In the third embodiment, an explanation will be made about the voice reproduction apparatus in which the reproduction timing of the signal for reproduction is deviated if the noise level is large, and the reproduction speed can be changed depending on the voice interval length included in the signal for reproduction.

FIG. 6 is a diagram illustrating an exemplary arrangement of the voice reproduction apparatus 1B according to the third embodiment. The voice reproduction apparatus 1B illustrated in FIG. 6 is different from the voice reproduction apparatus 1A in relation to the following points or features.

(1) The characteristic analysis unit 4 inputs the voice interval length into the control unit 5 in place of the pitch frequency.

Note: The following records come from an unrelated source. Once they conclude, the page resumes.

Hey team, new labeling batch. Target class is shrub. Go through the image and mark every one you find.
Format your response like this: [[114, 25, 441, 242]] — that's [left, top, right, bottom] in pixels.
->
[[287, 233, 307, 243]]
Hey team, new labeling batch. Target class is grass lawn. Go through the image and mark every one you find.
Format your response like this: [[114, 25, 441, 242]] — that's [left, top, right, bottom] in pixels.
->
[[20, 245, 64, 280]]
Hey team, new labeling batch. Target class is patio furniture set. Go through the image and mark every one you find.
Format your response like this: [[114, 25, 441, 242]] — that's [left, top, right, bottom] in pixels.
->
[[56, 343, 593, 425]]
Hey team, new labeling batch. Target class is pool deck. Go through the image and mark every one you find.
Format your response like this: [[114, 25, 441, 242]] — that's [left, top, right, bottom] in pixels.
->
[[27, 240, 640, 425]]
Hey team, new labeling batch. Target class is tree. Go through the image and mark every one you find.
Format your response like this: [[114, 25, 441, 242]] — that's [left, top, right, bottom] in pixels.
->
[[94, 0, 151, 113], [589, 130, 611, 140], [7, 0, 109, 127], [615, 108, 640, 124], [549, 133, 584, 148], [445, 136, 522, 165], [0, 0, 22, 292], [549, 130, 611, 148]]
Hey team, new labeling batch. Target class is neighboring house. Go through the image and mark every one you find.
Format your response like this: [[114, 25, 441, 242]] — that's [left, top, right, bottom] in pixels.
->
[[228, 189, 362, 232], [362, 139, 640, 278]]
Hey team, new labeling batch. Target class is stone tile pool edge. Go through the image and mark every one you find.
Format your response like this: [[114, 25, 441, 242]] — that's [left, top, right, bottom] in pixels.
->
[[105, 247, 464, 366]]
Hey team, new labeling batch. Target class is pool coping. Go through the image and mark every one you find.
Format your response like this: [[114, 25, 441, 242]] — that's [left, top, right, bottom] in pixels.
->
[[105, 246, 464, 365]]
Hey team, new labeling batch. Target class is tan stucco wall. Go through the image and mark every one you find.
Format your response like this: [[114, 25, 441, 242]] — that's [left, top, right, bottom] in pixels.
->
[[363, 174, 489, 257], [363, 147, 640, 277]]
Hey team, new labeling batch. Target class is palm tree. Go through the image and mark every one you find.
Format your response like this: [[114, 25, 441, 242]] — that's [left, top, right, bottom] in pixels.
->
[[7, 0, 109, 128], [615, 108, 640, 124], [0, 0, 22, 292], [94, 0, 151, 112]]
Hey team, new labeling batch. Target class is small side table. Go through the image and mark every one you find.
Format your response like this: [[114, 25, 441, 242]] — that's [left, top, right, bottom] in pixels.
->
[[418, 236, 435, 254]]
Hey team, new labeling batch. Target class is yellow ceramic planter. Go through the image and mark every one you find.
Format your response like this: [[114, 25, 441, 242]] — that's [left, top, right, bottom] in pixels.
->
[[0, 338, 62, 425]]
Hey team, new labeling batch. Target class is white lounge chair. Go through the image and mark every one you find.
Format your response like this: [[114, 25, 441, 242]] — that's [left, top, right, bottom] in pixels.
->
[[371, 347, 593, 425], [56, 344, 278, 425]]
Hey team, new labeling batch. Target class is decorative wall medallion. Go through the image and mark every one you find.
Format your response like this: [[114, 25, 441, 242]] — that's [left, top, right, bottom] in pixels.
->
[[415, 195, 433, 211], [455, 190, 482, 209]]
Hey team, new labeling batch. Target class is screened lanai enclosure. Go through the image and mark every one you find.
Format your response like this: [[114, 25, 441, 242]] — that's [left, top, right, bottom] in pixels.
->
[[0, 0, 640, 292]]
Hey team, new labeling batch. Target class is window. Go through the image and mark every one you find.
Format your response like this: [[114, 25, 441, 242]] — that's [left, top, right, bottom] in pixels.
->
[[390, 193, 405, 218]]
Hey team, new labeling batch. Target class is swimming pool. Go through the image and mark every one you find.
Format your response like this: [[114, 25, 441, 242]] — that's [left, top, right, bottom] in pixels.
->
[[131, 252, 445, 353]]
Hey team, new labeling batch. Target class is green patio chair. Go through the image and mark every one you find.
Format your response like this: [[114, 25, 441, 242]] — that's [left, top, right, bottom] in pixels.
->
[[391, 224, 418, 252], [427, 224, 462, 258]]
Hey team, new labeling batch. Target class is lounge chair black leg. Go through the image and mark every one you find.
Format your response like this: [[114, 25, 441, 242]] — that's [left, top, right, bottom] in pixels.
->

(2) The control unit 5 gives the voice interval boundary data based on the voice interval length to the reproduction timing adjusting unit 6. The voice interval boundary data is the data to indicate the start point in time of the voice interval.

(3) The control unit 5 determines the reproduction speed on the basis of the voice interval length.

(4) The recording/reproducing unit 63 reads the data from the buffer 61 so that the follow-up reproduction is started from the head of the voice interval on the basis of the voice interval boundary data.

The arrangement of the voice reproduction apparatus 1B is approximately the same as the arrangement of the voice reproduction apparatus 1A except for the foregoing features.

FIG. 7 illustrates a flow chart illustrating an exemplary process performed by the control unit 5 of the voice reproduction apparatus 1B according to the third embodiment. The process illustrated in FIG. 7 is different from the process of the control unit 5 in the second embodiment (FIG. 3) in relation to the following points or features.

That is, in Step S03A, the control unit 5 receives the voice interval length from the characteristic analysis unit 4A. Accordingly, the control unit 5 generates the voice interval boundary data, determined from the voice interval length, on the buffer 61.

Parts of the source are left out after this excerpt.